Local nonprofit prepares unemployed, underemployed for IT careers

Local News

A nonprofit program in Columbus is helping train people for jobs in the technology field, and with additional grant money from Franklin County, it will now have a chance to expand its services.

Per Scholas, originally founded in the Bronx in 1995, has been operating in Columbus since 2012.

The 36 students currently enrolled in either 10-week or 15-week programs at the school are earning industry-recognized credentials to land jobs in the tech industry.

“To gain access to this training, you have to be unemployed or underemployed, and have a high school diploma or a GED at least, so that we can layer on top of your education these credentials that make you relevant in the job market today,” said Toni Cunningham, the managing director of Per Scholas Columbus.

The program is intense, according to Cunningham, but for students who commit to it, the results can be huge.

“We have the ability to change the trajectory of someone’s life in a matter of weeks,” Cunningham said.

Students learn both soft skills and technology skills and, at the end of the program, they can graduate with either one or two industry-recognized credentials, CompTIA certifications. The A+ credential alone requires 10 weeks in the program, while the A+ and Network+ credentials require 15 weeks total.

Rosalind Phipps said she spent 20 years working in the corporate world of banking and was ready for something new when she began looking into programs like Per Scholas.

“I had always wanted to be in the technology field but I’d never had the finances to do that,” Phipps said.

Phipps graduated February 1 from Per Scholas with certification at no cost to her that she hopes will enable her to find a job in her chosen field, cybersecurity.

“I was so thrilled. I really didn’t believe it at first,” Phipps said of the program, which is funded by organizations and serves students at no cost. “I had to ask them a couple of times, ‘Are you sure we don’t have anything to pay, as far as books or anything?'”

Cunningham said the program’s job placement rate locally has been higher than 80 percent for the past few years.

“Typically, with the A+ and Network+, you can land positions anywhere from IT help desk, IT support, field technician,” Cunningham said. “We know how important those are because if you’ve got a blank screen and your computer doesn’t work, and you want to call someone, you would call one of my students.”

Per Scholas Columbus is funded by a number of organizations, Cunningham said, including the United Way, The Columbus Foundation, JPMorgan Chase, the city of Columbus and Franklin County.
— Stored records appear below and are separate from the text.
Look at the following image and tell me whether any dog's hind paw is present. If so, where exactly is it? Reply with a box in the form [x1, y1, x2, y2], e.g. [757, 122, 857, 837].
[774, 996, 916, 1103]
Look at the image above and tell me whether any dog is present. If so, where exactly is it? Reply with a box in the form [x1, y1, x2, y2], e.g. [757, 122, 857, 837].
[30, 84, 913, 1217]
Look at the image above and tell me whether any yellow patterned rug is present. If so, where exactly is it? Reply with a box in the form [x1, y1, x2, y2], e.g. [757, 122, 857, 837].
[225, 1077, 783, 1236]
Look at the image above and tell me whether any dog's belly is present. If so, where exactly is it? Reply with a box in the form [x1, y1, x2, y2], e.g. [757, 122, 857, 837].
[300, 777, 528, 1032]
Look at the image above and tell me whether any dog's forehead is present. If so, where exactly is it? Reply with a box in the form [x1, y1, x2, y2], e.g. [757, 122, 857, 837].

This week, the Franklin County Board of Commissioners approved an additional $200,000 grant to continue training and placing 100 additional people into jobs through Per Scholas over the next two years at a wage of at least $15 per hour.

It had previously approved a $300,000 grant in July 2016 to train and place 150 county residents receiving public assistance into IT employment over three years, earning at least $13.69 per hour.

The new grant, according to the commissioners, is a “pay-for-performance” agreement, under which Per Scholas will receive $1,000 once a trainee has been hired at the specified wage and another $1,000 once the trainee reaches 90 days of employment.

Rosalind Phipps is now among more than 600 other graduates of the program from nearly 30 classes since 2012.

Cunningham said graduates typically land in entry-level positions and sometimes mid-level positions, making $30,000 to $35,000 a year to start.

The program also gives its graduates job placement assistance and works with them to decide whether they want to acquire additional certifications or even a college degree.

The program currently operates at nine sites across the country, including one in Columbus and one in Cincinnati.

Per Scholas eventually hopes to expand in Columbus to serve a total of 250 students per year.